I reached out to an international expert Dr. Mark Jacobson, Professor of Civil and Environmental Engineering and Director of the Atmosphere/Energy Program at Stanford University. Jacobson’s area of expertise is environmental engineering, air pollution and global warming modelling.
Professor Jacobson wrote me, that “The only way to determine the relative impact of each of the sources listed is 3-D computer modeling of air pollution that accounts for emissions, atmospheric chemistry, deposition, meteorology, radiative transfer, and cloud processes.”
The process is to run simulation with each source (e.g., dust, smoke from outdoor fires, vehicle exhausts, weather conditions) removed and this would establish a series of benchmarks based on any one particular source, which is causing the greatest impact. Professor said “Such modeling is actually required by law in the U.S. under the Clean Air Act Amendments of 1990 in, for example, ozone non-attainment regions. There are plenty of consulting companies that do this kind of work (AER, Environ, SAI, Sonoma Technology, Tetra Tech, to name a few in the California alone).”
Not all of sources of pollutions are equal in the damage done to human beings. Professor Jacobson observed, “that vehicle exhaust will cause the greatest damage because the human intake fraction of vehicle exhaust air is much greater than the intake fraction of pollution from a source far away. People are literally breathing in the exhaust. The other sources are more dilute.”
The PM2.5 or fine particulate matter with a diameter of less than 2.5 micrometers should be less than 50 micrograms per cubic metres. The Bangkok Post reports “The PM2.5 measured 60-81mcg on the streets and 49-79mcg away from main roads.”

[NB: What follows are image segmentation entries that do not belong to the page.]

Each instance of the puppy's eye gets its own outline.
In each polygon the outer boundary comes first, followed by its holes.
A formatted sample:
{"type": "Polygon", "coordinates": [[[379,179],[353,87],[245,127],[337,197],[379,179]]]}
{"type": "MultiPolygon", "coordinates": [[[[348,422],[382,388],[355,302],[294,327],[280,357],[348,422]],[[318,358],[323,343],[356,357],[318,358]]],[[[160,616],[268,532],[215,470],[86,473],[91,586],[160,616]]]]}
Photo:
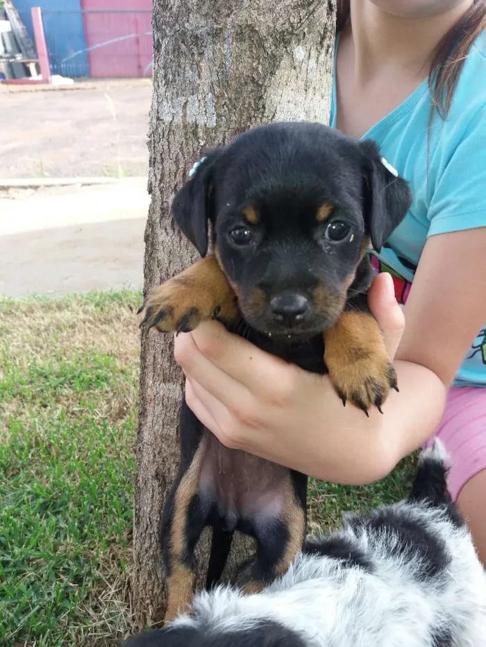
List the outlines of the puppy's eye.
{"type": "Polygon", "coordinates": [[[340,220],[333,221],[324,230],[324,238],[333,243],[340,243],[348,238],[351,230],[351,227],[346,223],[340,220]]]}
{"type": "Polygon", "coordinates": [[[247,227],[235,227],[228,234],[236,245],[249,245],[253,241],[253,234],[247,227]]]}

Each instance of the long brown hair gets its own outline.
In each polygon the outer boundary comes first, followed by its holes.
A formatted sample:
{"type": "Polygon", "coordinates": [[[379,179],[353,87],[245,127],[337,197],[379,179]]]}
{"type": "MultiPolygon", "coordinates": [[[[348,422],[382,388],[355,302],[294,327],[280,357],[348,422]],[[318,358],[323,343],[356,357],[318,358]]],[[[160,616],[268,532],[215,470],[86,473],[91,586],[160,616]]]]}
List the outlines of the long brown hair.
{"type": "MultiPolygon", "coordinates": [[[[351,0],[337,0],[337,29],[341,31],[350,15],[351,0]]],[[[442,119],[451,107],[462,65],[476,38],[486,28],[486,0],[474,0],[462,18],[437,44],[432,55],[428,87],[433,105],[442,119]]]]}

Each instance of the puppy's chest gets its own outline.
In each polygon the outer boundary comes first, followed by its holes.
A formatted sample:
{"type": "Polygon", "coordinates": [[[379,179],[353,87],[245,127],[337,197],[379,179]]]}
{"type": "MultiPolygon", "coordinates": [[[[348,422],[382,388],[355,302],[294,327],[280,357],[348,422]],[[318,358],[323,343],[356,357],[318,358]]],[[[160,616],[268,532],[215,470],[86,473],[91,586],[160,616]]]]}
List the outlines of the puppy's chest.
{"type": "Polygon", "coordinates": [[[228,329],[247,339],[262,350],[280,357],[290,363],[296,364],[303,370],[320,375],[324,375],[328,372],[324,363],[324,340],[322,334],[312,337],[305,341],[296,342],[290,340],[287,342],[264,335],[246,322],[228,329]]]}
{"type": "Polygon", "coordinates": [[[202,440],[199,490],[229,526],[255,515],[278,517],[291,492],[290,472],[245,451],[230,449],[212,433],[202,440]],[[231,521],[233,519],[233,521],[231,521]]]}

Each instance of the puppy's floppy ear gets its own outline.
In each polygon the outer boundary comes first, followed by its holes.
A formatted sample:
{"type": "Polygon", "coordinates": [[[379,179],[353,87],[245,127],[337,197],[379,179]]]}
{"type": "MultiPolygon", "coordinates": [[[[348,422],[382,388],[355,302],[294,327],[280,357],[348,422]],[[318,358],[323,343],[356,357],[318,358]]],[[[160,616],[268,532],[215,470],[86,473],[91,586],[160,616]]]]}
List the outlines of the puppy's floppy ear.
{"type": "Polygon", "coordinates": [[[204,257],[208,252],[208,221],[211,214],[214,163],[218,150],[208,153],[192,167],[192,177],[176,195],[172,214],[183,234],[204,257]]]}
{"type": "Polygon", "coordinates": [[[383,164],[376,144],[360,144],[364,156],[364,222],[378,252],[402,221],[412,204],[408,184],[383,164]]]}

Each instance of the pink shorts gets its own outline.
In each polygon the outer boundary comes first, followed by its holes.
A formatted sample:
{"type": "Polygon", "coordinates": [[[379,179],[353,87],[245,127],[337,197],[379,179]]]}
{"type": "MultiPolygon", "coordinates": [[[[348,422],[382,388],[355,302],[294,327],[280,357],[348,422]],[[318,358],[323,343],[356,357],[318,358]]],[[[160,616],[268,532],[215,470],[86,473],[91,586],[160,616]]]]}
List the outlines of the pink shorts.
{"type": "Polygon", "coordinates": [[[455,501],[469,478],[486,469],[486,388],[452,387],[435,437],[451,456],[449,487],[455,501]]]}

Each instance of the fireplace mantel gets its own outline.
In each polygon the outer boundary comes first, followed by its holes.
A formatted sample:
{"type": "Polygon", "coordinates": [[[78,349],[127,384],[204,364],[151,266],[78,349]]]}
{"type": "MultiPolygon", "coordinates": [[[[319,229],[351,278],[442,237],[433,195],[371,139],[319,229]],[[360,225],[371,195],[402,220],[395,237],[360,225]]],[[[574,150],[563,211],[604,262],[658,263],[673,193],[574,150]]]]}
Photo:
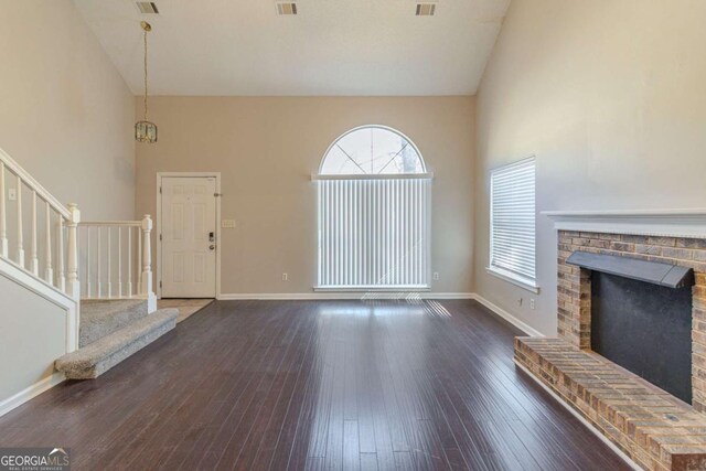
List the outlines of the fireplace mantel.
{"type": "Polygon", "coordinates": [[[706,238],[706,208],[543,211],[558,231],[706,238]]]}

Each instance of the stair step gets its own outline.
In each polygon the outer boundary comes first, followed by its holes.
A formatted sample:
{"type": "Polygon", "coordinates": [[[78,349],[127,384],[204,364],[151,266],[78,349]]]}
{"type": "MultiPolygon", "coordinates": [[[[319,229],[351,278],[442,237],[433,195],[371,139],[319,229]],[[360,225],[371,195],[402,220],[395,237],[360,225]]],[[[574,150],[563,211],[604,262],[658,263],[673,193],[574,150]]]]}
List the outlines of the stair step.
{"type": "Polygon", "coordinates": [[[174,329],[178,317],[176,309],[160,309],[87,346],[67,353],[54,362],[54,367],[68,379],[96,378],[174,329]]]}
{"type": "Polygon", "coordinates": [[[143,299],[82,300],[78,345],[89,345],[98,339],[117,332],[131,322],[146,317],[147,301],[143,299]]]}

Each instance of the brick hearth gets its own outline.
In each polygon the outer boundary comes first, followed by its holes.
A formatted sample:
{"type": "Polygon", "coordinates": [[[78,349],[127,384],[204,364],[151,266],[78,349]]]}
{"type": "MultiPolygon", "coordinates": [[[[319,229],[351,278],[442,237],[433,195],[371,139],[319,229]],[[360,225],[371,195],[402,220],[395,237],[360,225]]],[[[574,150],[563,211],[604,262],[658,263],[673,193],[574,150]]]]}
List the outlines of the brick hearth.
{"type": "Polygon", "coordinates": [[[515,361],[650,470],[706,469],[706,240],[559,231],[558,339],[518,338],[515,361]],[[591,271],[576,250],[693,268],[693,406],[590,351],[591,271]]]}

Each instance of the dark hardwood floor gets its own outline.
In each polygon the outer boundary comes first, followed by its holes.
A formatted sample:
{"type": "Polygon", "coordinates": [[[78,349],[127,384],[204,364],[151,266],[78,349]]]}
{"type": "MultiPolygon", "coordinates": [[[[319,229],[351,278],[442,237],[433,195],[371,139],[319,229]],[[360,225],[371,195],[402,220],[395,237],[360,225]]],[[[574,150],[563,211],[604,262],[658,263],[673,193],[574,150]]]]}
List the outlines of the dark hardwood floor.
{"type": "MultiPolygon", "coordinates": [[[[619,470],[474,301],[221,301],[0,418],[73,469],[619,470]]],[[[7,361],[7,360],[6,360],[7,361]]]]}

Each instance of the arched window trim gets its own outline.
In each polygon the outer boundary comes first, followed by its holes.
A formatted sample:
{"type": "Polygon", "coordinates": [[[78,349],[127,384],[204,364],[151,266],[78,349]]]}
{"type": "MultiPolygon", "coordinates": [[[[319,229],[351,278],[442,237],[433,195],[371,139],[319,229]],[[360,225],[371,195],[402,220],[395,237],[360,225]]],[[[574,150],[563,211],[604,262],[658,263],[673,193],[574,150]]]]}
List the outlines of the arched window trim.
{"type": "Polygon", "coordinates": [[[343,132],[341,136],[335,138],[333,142],[331,142],[331,144],[327,148],[327,151],[323,153],[323,157],[321,158],[321,161],[319,163],[319,171],[314,176],[314,179],[315,180],[320,180],[320,179],[389,179],[389,178],[393,178],[393,179],[413,178],[414,179],[414,178],[430,178],[430,176],[432,175],[431,173],[428,173],[427,163],[424,157],[421,156],[419,148],[404,132],[400,132],[395,128],[391,128],[389,126],[384,126],[384,125],[363,125],[363,126],[357,126],[353,129],[349,129],[347,131],[343,132]],[[322,173],[323,165],[327,161],[327,158],[329,157],[331,151],[334,149],[334,147],[341,141],[341,139],[345,138],[346,136],[353,132],[356,132],[363,129],[383,129],[383,130],[393,132],[399,136],[400,138],[403,138],[404,140],[406,140],[409,143],[409,146],[411,146],[417,157],[419,158],[419,163],[421,164],[421,172],[417,172],[417,173],[322,173]]]}
{"type": "Polygon", "coordinates": [[[319,173],[312,175],[318,192],[314,291],[431,289],[434,174],[426,172],[426,162],[414,141],[387,126],[359,126],[329,146],[319,173]],[[418,159],[414,170],[425,173],[322,173],[341,139],[376,128],[408,142],[418,159]]]}

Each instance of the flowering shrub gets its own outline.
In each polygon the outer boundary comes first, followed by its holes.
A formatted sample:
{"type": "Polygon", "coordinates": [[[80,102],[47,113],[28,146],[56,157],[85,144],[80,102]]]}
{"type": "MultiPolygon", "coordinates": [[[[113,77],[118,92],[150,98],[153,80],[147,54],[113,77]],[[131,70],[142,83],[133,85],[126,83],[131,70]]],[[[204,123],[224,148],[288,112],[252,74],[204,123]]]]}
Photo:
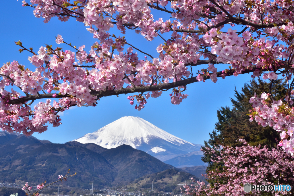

The best choice may be an unpopular one. We may have no choice, if supported by test results, to impose restriction on the use of cars, motorcycles, buses, vans, and trucks. The immediate question is whether vehicle exhaust air has become a public health hazard setting up long-term adverse health consequences to the population breathing the polluted air. What is weighed in this equation: The cost of disrupting transportation system or diminishing the health of the resident population to preserve the economic infrastructure. In the future, we can expect to frequently confront the public policy dilemma between choosing between economic growth and public health.